角通を自任する玄人向けの興味深いご質問のテーマです。
先ず最弱横綱ですが、私が思うに、先代春日野親方の栃ノ海をおいて他に居るまいと不名誉のワーストクラスのパッとしない在位中の成績でした。在位17場所の内、皆勤は半分程度の9場所で、休場場所数が残り半分未満を占める8場所。全休は3場所、出場しても勝ち進めず途中休場に追い込まれること実に5場所という惨状振りでした。皆勤して務め上げた場所に於いても、3場所連続8勝7敗止まりの体たらくで、クンロク大関より劣る弱小横綱でした。横綱の威信にかけ、二桁勝ち星に到達した場所でも及第点の13勝は僅かに1度きりのマークで、残りは10~11勝と角界の最高位にして活躍して目立つことはありませんでした。小兵軽量の力士で、取り口は先々代春日野親方(元横綱栃錦)譲りのタイミングを外さない出し投げが光りました。スピード感もあり、きびきびとした速戦即決タイプで、現在のクンロク大関日馬富士に近い感じの技巧派でした。王者大鵬との直接対戦では健闘しており、やはり現在の王者白鵬に時たま番狂わせを誘う日馬富士と似ていると言うか、共通項が見出せます。しかし、再三再四指摘するように横綱でありながら、トータルではクンロク大関よりも劣る芳しくない成績に終わっています。

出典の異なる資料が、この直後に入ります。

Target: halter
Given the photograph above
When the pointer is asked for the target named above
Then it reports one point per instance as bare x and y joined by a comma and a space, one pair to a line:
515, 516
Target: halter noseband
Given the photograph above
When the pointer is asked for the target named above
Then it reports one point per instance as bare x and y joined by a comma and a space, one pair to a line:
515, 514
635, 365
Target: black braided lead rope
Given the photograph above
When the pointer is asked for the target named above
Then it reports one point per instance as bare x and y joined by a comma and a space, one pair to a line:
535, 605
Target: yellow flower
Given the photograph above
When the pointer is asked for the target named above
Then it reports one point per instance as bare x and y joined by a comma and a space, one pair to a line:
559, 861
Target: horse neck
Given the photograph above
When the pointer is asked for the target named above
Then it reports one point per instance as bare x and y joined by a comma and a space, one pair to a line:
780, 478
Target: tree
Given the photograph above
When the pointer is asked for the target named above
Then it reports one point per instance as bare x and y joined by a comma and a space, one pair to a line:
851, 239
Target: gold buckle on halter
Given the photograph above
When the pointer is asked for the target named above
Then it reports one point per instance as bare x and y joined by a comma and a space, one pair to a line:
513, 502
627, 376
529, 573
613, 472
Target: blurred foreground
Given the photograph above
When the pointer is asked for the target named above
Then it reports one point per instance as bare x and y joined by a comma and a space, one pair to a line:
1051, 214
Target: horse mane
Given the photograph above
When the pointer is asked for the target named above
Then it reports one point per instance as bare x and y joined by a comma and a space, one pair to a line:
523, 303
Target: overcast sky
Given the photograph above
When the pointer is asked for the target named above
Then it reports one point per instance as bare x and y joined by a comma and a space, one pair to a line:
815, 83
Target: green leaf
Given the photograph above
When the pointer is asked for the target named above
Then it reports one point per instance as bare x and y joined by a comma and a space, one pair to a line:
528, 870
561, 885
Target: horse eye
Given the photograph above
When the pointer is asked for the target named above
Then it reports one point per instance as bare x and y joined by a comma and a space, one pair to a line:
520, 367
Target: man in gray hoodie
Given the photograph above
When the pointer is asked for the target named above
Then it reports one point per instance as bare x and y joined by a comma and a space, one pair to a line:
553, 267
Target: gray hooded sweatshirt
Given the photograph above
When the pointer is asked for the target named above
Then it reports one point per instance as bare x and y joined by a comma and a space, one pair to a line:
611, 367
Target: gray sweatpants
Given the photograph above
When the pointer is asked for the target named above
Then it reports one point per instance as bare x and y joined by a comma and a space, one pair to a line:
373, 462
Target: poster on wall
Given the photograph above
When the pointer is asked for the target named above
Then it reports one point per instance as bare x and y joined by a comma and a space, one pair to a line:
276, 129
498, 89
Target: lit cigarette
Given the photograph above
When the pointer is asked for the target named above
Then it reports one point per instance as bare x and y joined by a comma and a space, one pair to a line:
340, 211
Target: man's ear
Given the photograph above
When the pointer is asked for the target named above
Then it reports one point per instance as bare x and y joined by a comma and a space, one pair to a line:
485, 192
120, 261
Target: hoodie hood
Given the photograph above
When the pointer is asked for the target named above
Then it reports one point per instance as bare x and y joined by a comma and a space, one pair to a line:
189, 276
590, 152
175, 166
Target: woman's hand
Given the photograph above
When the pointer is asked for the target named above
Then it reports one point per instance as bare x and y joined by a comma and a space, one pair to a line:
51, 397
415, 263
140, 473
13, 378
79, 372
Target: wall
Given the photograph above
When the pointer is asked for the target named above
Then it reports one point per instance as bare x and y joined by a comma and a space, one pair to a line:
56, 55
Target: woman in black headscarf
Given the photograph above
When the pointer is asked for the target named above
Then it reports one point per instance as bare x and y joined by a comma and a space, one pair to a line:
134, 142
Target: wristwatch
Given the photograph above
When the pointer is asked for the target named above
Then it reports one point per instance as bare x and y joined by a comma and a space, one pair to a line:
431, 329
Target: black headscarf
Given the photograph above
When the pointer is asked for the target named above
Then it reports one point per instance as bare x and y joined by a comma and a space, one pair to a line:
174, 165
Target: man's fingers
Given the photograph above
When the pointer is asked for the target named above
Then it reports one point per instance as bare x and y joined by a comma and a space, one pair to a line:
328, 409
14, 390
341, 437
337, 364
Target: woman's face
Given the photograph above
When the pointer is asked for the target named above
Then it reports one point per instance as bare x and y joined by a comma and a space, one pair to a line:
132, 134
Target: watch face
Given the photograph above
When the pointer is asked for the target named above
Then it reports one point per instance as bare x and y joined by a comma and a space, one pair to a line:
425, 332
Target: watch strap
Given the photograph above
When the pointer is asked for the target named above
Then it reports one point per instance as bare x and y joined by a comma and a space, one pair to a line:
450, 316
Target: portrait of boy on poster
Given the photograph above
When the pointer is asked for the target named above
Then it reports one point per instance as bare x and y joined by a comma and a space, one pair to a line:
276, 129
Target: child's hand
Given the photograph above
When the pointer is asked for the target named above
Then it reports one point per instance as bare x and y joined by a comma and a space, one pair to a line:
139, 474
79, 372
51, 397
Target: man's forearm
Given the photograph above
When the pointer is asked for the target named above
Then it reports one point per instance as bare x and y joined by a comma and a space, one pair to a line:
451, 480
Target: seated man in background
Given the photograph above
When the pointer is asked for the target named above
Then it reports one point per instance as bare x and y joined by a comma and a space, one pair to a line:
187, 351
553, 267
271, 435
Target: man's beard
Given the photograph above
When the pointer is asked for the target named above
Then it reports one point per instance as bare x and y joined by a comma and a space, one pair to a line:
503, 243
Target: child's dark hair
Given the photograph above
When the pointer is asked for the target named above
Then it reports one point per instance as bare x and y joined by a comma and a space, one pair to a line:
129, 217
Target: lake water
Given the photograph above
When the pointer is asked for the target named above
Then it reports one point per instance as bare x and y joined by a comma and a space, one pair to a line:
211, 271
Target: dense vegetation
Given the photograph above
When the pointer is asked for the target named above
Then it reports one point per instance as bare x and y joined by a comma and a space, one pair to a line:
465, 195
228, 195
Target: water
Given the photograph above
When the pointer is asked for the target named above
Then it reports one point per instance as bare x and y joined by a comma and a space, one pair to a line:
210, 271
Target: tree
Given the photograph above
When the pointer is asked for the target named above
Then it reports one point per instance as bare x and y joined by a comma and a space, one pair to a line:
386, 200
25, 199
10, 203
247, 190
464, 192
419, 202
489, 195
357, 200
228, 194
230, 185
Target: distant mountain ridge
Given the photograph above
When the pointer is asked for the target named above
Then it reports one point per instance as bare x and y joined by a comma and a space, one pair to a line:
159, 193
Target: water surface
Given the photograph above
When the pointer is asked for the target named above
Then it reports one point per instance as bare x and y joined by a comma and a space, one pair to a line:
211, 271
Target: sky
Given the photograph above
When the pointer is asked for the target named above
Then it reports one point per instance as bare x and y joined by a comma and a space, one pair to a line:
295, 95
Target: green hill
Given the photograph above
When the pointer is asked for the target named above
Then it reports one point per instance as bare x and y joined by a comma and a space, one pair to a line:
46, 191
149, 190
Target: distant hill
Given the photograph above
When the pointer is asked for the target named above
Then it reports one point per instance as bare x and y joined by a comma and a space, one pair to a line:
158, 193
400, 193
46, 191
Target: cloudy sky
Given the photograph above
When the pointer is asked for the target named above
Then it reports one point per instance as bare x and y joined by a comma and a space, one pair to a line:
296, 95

既出の回答にある昭和末期の双羽黒は廃業時、弱冠24歳ということで暴力沙汰を起こしていなければ優勝するチャンスは訪れたと見ます。大乃国の長期休場は言わば、延命の為の陥落制度のない横綱の特権行使の側面も肯定でき、皆勤して大勝ちし復活の狼煙を上げた気勢があり、千代の富士の連勝ストッパーで一矢報いましたし、伸び盛りの貴花田(のちの貴乃花)、琴錦に敗れなかったのは意地の表れで男気を魅せました。三代目若乃花は、平成11年初場所では当時関脇の千代大海に逆転優勝を許していますが、優勝同点となっていますし、前場所には史上初の未曾有の2度目の平幕優勝を飾った琴錦に唯一の土を付けていて要所要所で締めています。
横綱を射止めていても、殊更、面妖ではなかったのはやはり、大関も成らなかった最高位関脇の琴錦です。5場所連続して三賞を獲得したり、息長く三役の常連にして上位キラーとして名を馳せました。唯一無二の金字塔である複数回に及ぶ平幕優勝は番付制度が絶対の大相撲の常識を覆した特筆に価する出来事です。千代の富士は引退直後、解説や評論に回る際、本場所の優勝争いの予想では、いつも琴錦を主軸に据えて展望していましたし、弟弟子の北勝海よりセンス、素材とも上の認識で、自らの後継者に尤も相応しい実力者という見立てでした。琴錦が思いのままの飛躍、出世を遂げられなかったのは、かなりの数の星を売りまくったせいだと言われています。